These days, a relatively clean and uncomplicated Windows 10 or 11 system disk might be home to more than 250,000 files and 90,000 folders. A more complex, application-heavy system disk might contain between half a million and a million files. My Windows 11 production PC has over 970K files and 275K folders, for example. That’s a lot of stuff!
Indeed, all those files need not necessarily be kept around. That’s why it’s a good idea to practice regular disk hygiene. This is exactly what is explained and explored here, with plenty of examples and screen shots to illustrate the cleanup process. Best of all, the tools that help you tidy up won’t cost you a dime.
Step 1: Run built-in Windows disk cleanup tools
From time immemorial, Windows has included a utility for cleaning up disk space — namely, Disk Cleanup, also known as cleanmgr.exe. In Windows 10, users gained a second method to clean up disk space: the “Free up space now” option is part of its Settings-based “Storage Sense” facility aimed at optimizing storage. In Windows 11, this shows up as “Cleanup recommendations.”
There has been speculation that Disk Cleanup might disappear as Settings takes over Windows management and controls. Even so, the Disk Cleanup utility remains ready, willing, and able to work in Windows 11 22H2 as I write this story. Either the Settings or Disk Cleanup approach provides a great way to excise extraneous and unneeded Windows files (for Windows 10 and 11 versions across the board).
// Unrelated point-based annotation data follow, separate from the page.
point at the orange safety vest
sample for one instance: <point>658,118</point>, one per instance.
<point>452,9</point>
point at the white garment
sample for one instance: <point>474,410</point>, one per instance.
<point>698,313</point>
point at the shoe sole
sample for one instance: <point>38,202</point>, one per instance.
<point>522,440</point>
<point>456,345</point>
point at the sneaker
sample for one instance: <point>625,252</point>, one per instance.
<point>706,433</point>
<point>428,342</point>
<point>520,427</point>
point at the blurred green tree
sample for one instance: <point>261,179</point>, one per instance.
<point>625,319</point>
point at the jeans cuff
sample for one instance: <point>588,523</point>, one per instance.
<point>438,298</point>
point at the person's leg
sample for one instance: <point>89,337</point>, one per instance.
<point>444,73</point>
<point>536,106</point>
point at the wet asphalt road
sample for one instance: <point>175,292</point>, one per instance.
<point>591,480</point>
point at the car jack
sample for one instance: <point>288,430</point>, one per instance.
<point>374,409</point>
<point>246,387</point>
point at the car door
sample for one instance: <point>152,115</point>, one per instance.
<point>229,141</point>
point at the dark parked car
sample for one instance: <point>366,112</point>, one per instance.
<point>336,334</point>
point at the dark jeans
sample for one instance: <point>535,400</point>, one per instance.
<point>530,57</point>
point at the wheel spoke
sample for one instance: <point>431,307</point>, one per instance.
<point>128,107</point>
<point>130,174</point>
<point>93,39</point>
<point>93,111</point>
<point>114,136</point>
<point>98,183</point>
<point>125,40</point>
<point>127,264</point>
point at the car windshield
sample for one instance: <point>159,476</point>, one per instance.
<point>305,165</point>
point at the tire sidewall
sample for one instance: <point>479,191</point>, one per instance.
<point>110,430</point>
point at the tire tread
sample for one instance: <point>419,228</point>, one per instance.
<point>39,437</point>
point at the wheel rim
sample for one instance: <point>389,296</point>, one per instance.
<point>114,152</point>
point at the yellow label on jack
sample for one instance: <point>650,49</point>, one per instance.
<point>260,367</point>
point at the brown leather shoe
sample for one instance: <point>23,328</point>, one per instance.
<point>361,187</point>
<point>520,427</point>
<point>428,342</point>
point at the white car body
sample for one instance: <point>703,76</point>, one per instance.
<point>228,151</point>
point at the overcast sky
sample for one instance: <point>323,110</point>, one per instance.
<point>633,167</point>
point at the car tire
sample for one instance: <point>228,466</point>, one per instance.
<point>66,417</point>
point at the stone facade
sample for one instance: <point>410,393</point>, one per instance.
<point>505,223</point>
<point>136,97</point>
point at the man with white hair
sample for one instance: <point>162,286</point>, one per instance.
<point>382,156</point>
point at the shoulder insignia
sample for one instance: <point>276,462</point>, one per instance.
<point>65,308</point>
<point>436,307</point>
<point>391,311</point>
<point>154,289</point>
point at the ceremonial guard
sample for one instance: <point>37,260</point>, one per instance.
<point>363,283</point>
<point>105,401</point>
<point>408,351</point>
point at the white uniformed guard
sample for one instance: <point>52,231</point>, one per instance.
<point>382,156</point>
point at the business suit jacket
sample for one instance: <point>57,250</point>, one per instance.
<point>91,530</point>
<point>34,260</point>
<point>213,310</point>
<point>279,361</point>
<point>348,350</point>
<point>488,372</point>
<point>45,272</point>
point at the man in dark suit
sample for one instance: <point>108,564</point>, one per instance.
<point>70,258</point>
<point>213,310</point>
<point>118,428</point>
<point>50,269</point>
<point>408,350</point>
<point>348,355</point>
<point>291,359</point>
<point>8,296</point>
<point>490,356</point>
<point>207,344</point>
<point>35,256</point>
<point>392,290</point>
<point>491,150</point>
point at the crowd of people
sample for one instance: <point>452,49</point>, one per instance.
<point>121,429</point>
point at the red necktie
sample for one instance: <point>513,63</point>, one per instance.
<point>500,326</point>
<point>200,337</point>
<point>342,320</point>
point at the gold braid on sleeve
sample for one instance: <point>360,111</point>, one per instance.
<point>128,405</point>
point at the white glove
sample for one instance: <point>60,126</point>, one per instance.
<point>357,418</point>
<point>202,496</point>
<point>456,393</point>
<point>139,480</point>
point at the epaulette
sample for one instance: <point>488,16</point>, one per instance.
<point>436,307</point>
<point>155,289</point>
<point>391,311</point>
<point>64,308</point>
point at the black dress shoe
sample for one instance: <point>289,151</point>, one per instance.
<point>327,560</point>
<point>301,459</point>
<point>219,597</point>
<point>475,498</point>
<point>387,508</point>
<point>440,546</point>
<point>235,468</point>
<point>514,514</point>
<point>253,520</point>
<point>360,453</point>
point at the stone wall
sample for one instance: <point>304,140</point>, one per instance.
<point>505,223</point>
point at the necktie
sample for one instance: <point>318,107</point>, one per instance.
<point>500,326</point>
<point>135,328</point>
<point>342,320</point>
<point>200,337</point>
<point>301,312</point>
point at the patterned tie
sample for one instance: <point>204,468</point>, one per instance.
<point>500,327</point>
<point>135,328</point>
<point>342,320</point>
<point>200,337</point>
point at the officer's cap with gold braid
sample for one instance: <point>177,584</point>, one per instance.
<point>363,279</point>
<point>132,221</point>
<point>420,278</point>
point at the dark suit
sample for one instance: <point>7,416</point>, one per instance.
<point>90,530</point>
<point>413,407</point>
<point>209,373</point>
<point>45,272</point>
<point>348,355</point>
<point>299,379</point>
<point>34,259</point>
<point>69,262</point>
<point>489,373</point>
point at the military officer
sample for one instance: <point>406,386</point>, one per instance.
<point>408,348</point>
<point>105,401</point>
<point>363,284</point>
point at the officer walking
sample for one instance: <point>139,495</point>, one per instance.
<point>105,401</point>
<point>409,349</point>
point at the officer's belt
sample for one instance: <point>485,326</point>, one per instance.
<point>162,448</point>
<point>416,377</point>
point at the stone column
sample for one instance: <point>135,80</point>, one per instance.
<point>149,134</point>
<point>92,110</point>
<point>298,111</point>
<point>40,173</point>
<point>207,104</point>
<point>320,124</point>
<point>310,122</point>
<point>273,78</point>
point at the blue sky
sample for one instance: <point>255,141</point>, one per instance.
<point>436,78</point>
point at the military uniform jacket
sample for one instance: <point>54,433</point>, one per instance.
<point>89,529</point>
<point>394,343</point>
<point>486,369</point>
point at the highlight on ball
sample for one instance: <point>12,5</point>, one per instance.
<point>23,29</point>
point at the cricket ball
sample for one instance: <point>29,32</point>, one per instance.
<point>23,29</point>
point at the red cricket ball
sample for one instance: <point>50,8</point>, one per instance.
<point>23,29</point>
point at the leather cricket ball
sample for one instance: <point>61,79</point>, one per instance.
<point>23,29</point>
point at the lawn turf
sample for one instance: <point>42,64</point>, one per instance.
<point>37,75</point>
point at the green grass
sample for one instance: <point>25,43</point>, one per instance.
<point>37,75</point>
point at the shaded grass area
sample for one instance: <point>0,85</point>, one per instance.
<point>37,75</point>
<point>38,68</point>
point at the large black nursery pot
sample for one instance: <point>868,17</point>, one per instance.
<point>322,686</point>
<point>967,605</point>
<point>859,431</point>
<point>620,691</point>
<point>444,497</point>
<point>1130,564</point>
To launch Disk Cleanup, type disk clean or cleanmgr.exe into the Start menu search box. The Disk Cleanup desktop app should appear at the top of those search results. If you can, select Run as administrator from the resulting options menu. Why? Only then does it offer to clean up redundant or outdated OS files (such as old OS files after an upgrade, or old updates) as well as other Windows leftovers.
After Disk Cleanup scans your system, Figure 1 shows a reasonable facsimile of what you’ll see in Windows 11.
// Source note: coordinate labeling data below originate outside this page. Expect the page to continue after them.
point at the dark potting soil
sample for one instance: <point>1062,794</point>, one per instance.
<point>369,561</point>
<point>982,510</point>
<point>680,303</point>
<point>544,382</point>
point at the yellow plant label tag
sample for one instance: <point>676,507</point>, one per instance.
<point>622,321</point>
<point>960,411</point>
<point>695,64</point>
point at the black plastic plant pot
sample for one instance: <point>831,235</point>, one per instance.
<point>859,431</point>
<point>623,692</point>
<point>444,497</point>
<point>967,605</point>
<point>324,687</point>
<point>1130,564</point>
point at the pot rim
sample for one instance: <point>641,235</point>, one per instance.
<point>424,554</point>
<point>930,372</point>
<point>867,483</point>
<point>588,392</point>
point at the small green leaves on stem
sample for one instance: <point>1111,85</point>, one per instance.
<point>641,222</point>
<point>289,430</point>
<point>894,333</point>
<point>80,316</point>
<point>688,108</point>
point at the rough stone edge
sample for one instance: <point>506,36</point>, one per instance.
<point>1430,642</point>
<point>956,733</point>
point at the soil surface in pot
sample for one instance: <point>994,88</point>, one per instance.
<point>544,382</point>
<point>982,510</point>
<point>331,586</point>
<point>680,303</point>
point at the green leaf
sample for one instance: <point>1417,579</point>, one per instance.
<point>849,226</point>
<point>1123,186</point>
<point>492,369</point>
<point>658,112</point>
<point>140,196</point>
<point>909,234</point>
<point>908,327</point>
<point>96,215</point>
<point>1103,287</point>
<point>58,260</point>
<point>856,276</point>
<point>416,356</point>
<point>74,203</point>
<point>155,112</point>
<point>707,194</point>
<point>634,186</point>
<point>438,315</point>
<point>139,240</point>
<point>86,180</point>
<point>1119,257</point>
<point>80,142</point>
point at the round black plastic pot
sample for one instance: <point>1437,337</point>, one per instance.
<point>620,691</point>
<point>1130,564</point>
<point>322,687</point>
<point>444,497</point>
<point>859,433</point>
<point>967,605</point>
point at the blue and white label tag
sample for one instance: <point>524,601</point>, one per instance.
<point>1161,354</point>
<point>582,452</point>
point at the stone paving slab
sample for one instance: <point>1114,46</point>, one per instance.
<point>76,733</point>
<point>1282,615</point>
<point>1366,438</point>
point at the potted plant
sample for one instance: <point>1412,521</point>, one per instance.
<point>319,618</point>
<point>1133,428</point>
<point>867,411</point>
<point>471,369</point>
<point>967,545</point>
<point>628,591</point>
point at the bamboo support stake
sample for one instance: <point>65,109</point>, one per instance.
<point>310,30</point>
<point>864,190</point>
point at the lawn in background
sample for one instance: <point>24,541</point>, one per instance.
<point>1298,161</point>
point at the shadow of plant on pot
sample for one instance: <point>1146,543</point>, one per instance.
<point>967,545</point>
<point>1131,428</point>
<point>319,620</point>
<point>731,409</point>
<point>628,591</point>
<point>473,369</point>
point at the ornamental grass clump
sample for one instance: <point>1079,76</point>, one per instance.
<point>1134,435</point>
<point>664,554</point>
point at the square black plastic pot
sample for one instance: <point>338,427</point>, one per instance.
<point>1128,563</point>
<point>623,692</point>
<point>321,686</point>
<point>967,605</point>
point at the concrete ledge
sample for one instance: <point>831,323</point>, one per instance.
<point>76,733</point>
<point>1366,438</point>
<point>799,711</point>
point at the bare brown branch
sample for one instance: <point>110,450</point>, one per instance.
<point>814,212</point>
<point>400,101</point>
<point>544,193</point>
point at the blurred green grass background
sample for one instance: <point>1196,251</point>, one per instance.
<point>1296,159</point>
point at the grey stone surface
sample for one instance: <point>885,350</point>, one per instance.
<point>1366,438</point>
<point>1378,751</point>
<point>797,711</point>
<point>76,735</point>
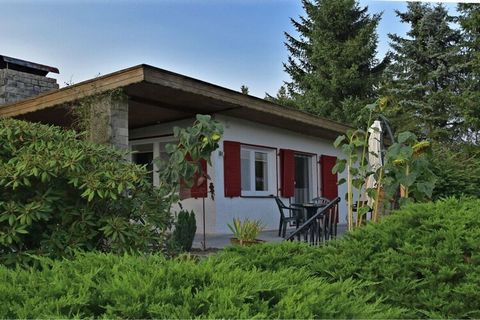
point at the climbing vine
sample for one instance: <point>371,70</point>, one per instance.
<point>91,114</point>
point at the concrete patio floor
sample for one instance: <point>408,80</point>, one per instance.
<point>220,241</point>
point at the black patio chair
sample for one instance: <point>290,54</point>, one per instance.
<point>294,215</point>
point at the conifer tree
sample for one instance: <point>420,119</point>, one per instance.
<point>470,25</point>
<point>332,63</point>
<point>426,73</point>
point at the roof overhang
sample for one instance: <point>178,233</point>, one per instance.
<point>158,96</point>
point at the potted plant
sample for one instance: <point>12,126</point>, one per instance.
<point>245,233</point>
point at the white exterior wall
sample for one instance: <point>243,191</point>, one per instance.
<point>151,134</point>
<point>222,210</point>
<point>265,209</point>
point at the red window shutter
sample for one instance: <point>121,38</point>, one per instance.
<point>199,187</point>
<point>328,179</point>
<point>231,169</point>
<point>287,165</point>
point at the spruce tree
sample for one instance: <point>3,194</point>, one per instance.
<point>332,63</point>
<point>426,74</point>
<point>470,105</point>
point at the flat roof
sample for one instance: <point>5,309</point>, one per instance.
<point>157,96</point>
<point>24,65</point>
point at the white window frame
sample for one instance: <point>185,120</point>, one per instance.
<point>271,171</point>
<point>156,152</point>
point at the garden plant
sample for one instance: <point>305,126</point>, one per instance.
<point>419,262</point>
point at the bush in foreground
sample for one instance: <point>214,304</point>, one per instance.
<point>106,285</point>
<point>422,261</point>
<point>424,258</point>
<point>59,193</point>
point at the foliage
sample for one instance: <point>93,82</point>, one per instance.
<point>195,143</point>
<point>59,193</point>
<point>469,21</point>
<point>457,168</point>
<point>244,89</point>
<point>246,230</point>
<point>423,258</point>
<point>426,74</point>
<point>185,228</point>
<point>111,286</point>
<point>332,63</point>
<point>407,168</point>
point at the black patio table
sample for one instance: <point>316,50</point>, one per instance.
<point>310,207</point>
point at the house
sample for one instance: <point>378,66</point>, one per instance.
<point>266,149</point>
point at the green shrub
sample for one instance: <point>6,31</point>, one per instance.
<point>59,193</point>
<point>424,258</point>
<point>112,286</point>
<point>457,168</point>
<point>185,228</point>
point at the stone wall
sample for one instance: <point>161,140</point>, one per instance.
<point>17,85</point>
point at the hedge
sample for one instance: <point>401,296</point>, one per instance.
<point>106,285</point>
<point>424,258</point>
<point>422,261</point>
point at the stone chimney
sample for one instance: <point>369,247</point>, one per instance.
<point>20,79</point>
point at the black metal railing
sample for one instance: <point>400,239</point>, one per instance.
<point>320,227</point>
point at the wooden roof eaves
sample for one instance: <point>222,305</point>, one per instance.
<point>74,92</point>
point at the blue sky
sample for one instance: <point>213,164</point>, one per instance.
<point>226,42</point>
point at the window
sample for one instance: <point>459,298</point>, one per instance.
<point>142,154</point>
<point>257,171</point>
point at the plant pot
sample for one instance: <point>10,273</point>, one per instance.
<point>237,242</point>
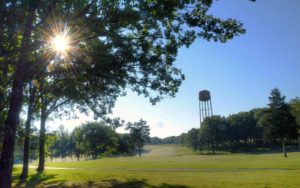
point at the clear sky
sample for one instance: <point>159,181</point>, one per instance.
<point>240,74</point>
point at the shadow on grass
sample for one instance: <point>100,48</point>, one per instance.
<point>38,180</point>
<point>135,183</point>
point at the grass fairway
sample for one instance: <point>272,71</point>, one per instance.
<point>172,166</point>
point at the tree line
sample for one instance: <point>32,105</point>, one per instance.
<point>90,140</point>
<point>112,46</point>
<point>273,126</point>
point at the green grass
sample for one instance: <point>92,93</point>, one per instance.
<point>172,166</point>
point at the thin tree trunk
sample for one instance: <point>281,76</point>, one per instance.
<point>283,148</point>
<point>140,154</point>
<point>299,143</point>
<point>24,173</point>
<point>42,139</point>
<point>16,100</point>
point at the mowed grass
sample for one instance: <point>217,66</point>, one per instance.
<point>172,166</point>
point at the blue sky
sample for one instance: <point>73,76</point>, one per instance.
<point>240,74</point>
Scroll through the checkbox items in the pane labeled “Files to delete” and pick stuff you’d like to lose. The numbers in the right column indicate how much disk space each item occupies. Don’t delete old OS versions or updates if you think you might want to roll back to an earlier version. Note also that the Downloads item represents the contents of your personal Downloads folder, so don’t delete it unless you’re sure you don’t need anything it holds.
Figure 1 includes a previous Windows 11 installation, for a total recovery of 12.7GB. That’s a sizable chunk of disk space.
In Windows 10, the Settings-based cleanup option is available through Settings > System > Storage > Configure Storage Sense or run it now > Free up space now. On the “Free up space now” pane, click the Clean now button. This cleans up storage in much the same way as if you’d run Disk Cleanup and clicked all available boxes — removing temporary files, update or upgrade files, delivery optimization files (designed for sharing on your local network but seldom used), obsolete device driver packages, and more. It will also empty the recycle bin.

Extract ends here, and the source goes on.